Il s’avança jusqu’au milieu du cercle : « Cette preuve, la voici, » dit-il.

— Nous pensons, répondit Michel le Basque, que souvent, dans des circonstances pareilles, des hommes de cœur se sont sacrifiés ainsi dans l’intérêt général ; ce que veut aujourd’hui faire le capitaine Philippe, d’autres l’ont fait déjà ; donc nous devons le laisser agir à sa guise.

— C’est bien votre avis à tous, messieurs ?

— Oui, répondirent les flibustiers d’une voix unanime.

— Soit donc, mon neveu ; le conseil vous autorise à vous introduire dans l’île de la Tortue ; nous attendrons votre retour avant de rien tenter afin de nous régler sur les renseignements que vous nous fournirez.

— Merci, mes frères, répondit Philippe, soyez tranquilles, ces renseignements seront exacts.

— Combien de temps demandez-vous pour accomplir votre mission ?

— Deux jours me suffiront, mais à la condition de partir tout de suite.

— Emmenez-vous quelqu’un avec vous ?

— Moi, dit Pitrians, il n’y a pas assez de temps que je ne suis plus son engagé pour que notre frère me refuse de le suivre.

— Oui, reprit Philippe, tu viendras avec moi ; nous n’avons pas besoin d’être plus.

— Je le crois bien, fit Pitrians en se frottant joyeusement les mains.

— Le conseil vous accorde les deux jours que vous demandez, mon neveu ; en sortant de l’île de la Tortue vous vous rendrez directement ici où nous serons réunis pour écouter votre rapport ; d’ailleurs, à votre retour vous nous trouverez prêts à agir immédiatement ; vous pouvez partir quand vous voudrez.

Philippe salua l’assemblée et se détourna pour sortir.

— Vous êtes heureux, n’est-ce pas, d’être chargé de cette reconnaissance ? dit Grammont en s’approchant du jeune homme.

— Pourquoi donc ? lui demanda-t-il en tressaillant.

— Bah ! vous le savez bien, fit-il avec un mauvais sourire.

— Sur l’honneur, je ne vous comprends pas.

— Vrai ? eh bien ! je me comprends, moi.

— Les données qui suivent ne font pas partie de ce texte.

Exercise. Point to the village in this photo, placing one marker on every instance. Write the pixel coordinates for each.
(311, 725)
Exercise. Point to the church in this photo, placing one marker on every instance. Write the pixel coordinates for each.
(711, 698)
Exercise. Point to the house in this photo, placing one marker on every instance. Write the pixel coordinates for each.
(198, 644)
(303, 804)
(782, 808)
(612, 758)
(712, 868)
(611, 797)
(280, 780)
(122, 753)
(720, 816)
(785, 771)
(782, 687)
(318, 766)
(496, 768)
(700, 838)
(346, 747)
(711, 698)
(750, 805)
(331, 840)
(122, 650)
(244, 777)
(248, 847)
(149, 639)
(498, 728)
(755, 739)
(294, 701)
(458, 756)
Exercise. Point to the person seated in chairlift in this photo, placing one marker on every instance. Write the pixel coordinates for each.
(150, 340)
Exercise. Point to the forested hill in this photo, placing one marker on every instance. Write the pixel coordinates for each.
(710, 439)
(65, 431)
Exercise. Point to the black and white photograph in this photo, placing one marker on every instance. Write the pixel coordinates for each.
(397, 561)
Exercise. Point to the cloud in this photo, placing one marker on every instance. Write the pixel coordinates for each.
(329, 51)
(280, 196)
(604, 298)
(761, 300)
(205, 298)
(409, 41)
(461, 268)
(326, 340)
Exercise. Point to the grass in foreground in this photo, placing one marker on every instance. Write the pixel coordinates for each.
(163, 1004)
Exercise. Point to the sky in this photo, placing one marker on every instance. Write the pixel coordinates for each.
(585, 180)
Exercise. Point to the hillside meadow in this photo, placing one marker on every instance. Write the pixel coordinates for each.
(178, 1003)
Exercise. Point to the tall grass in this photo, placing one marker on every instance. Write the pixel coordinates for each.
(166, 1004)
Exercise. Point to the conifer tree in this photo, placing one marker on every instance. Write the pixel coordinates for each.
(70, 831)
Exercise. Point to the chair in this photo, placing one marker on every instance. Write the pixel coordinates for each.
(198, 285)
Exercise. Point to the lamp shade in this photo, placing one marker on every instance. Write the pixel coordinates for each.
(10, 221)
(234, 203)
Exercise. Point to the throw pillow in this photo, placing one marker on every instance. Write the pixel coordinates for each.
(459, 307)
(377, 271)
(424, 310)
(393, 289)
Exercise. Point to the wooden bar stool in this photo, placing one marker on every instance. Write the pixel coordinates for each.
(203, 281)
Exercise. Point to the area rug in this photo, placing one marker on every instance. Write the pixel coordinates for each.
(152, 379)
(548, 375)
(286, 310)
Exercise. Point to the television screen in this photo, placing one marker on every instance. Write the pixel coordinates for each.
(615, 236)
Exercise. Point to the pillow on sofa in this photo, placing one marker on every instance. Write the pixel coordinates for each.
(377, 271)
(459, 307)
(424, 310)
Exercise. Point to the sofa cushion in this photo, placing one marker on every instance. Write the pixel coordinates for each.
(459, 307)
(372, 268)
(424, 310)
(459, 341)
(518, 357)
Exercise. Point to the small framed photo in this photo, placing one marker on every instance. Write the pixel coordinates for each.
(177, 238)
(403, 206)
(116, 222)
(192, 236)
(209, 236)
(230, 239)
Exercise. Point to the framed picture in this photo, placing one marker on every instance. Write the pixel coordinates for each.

Et ricanant avec ironie, il salua le jeune homme et le quitta.

— Oh ! murmura Philippe avec épouvante, ce misérable aurait-il deviné ? Vive Dieu ! qu’il prenne garde de ne pas se jeter à la traverse de mes projets, sur mon âme, je le tuerai comme un chien !

Il s’élança hors de la grotte.

— Eh bien ? demanda-t-il à Pitrians qui accourait vers lui.

— La pirogue est prête, répondit celui-ci, partons-nous ?

— Tout de suite, viens, nous n’avons pas un instant à perdre, répondit-il avec agitation.

Ils sautèrent dans la légère embarcation et s’éloignèrent à force de rames.

— Au revoir et bonne chance ! leur cria d’une voix railleuse Grammont qui assistait à leur départ.

— Ce misérable rumine quelque fourberie, murmura le jeune homme, je le surveillerai.

Bientôt la pirogue disparut au milieu des ténèbres et Grammont regagna la grotte à pas lents, plongé en apparence dans de sérieuses réflexions.